The broad opposition Indian National Developmental Inclusive (INDIA) alliance, led by the Congress party, was projected to win more than 120 seats. India’s lower house of parliament, the Lok Sabha, has 543 seats in total, with a simple majority of 272 required to form the government.

Exit polls have a patchy record in India, with analysts saying it is a challenge for them to get the numbers exactly right in such a large and diverse country. In recent years they have typically predicted the result correctly but underestimated the winner’s margin of victory.

All four exit polls had the BJP-led National Democratic Alliance (NDA) winning more than the 352 seats it won in 2019, with pollsters Republic PMARQ predicting it was likely to win 359 seats, with the INDIA bloc on 154.

The poll from India News-D-Dynamics predicted 371 seats for the NDA and 125 seats for the Congress-led-opposition alliance. Other parties not aligned to either bloc were likely to secure 47 seats, it said.

Polling company Jan Ki Baat projected between 362 and 392 seats for the NDA and 141 to 161 for the INDIA bloc. And pollsters Republic Bharat-Matrize projected the Modi-led alliance would win 353-368 seats in the lower house of parliament. The INDIA bloc was unlikely to win more than 133 seats, its survey said.

Supporters cheer to welcome Modi during a roadshow ahead of the last phase of elections in Kolkata, India on Tuesday
Supporters cheer to welcome Modi during a roadshow ahead of the last phase of elections in Kolkata, India on Tuesday (AP)

The opposition alliance had already dismissed the exit polls ahead of their publication, calling them “prefixed”.

Nearly one billion people were eligible to vote in the seven-phase election that began on 19 April and ended on Saturday, held through the worst of the scorching summer heat in many parts.

Mr Modi began his re-election campaign by focusing on his achievements over the last 10 years but soon switched tactics to mostly targeting the Congress by accusing it of favouring India’s minority Muslims. Islamophobic party adverts and rally speeches by the prime minister led to admonition from the election commission but no further action.
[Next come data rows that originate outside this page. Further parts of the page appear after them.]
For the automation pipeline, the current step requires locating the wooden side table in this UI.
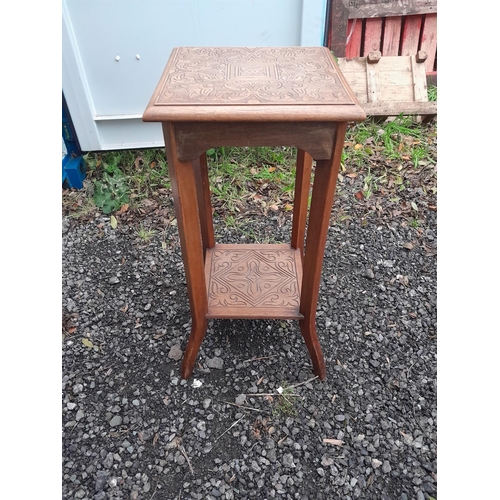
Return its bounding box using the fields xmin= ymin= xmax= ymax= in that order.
xmin=143 ymin=47 xmax=366 ymax=379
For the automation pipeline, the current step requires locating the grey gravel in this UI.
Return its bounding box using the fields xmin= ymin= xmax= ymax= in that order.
xmin=62 ymin=169 xmax=437 ymax=500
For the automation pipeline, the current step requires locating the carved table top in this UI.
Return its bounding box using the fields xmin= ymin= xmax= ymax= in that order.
xmin=143 ymin=47 xmax=365 ymax=121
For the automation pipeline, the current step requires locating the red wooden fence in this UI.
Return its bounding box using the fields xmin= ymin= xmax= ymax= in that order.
xmin=345 ymin=14 xmax=437 ymax=74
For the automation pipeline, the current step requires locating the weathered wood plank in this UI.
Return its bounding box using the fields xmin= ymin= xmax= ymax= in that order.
xmin=410 ymin=56 xmax=428 ymax=102
xmin=366 ymin=57 xmax=378 ymax=102
xmin=327 ymin=0 xmax=349 ymax=57
xmin=345 ymin=19 xmax=363 ymax=59
xmin=361 ymin=101 xmax=437 ymax=116
xmin=420 ymin=14 xmax=437 ymax=73
xmin=401 ymin=16 xmax=422 ymax=56
xmin=363 ymin=18 xmax=382 ymax=56
xmin=349 ymin=0 xmax=437 ymax=19
xmin=381 ymin=17 xmax=401 ymax=56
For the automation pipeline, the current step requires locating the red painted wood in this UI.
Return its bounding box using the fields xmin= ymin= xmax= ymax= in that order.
xmin=382 ymin=17 xmax=401 ymax=56
xmin=345 ymin=19 xmax=363 ymax=59
xmin=401 ymin=16 xmax=422 ymax=56
xmin=420 ymin=14 xmax=437 ymax=73
xmin=363 ymin=17 xmax=382 ymax=56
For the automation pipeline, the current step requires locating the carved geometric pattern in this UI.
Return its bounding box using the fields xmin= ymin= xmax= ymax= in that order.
xmin=207 ymin=244 xmax=301 ymax=317
xmin=155 ymin=47 xmax=354 ymax=105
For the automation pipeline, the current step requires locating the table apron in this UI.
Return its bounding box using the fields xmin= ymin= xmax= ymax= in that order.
xmin=171 ymin=122 xmax=338 ymax=161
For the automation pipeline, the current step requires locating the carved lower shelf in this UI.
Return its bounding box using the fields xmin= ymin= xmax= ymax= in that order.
xmin=205 ymin=243 xmax=303 ymax=319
Supporters wave flags with images of Indian National Congress (INC) party leader Rahul Gandhi during an election rally in Amritsar on 25 May
Supporters wave flags with images of Indian National Congress (INC) party leader Rahul Gandhi during an election rally in Amritsar on 25 May (Getty)

Pre-poll surveys suggested the BJP would easily keep or extend its majority in the election, and Mr Modi’s top campaigners spoke of winning as many as 400 seats. But the party ran into a spirited campaign by the INDIA alliance, sowing some doubt about how close the race might be.

The opposition has largely campaigned on affirmative action programmes and saving the country’s constitution from what they call Mr Modi’s dictatorial rule, an allegation the BJP denies.

Farmers shout slogans against Modi, during a protest to demand minimum crop prices on the outskirts of Gurdaspur on 24 May
Farmers shout slogans against Modi, during a protest to demand minimum crop prices on the outskirts of Gurdaspur on 24 May (Getty)

India’s election commission will count the ballots, which are all entered into electronic voting machines, on 4 June. Results are expected the same day.

A victory for Mr Modi, 73, will make him only the second prime minister after India’s first, Jawaharlal Nehru, to win three consecutive terms.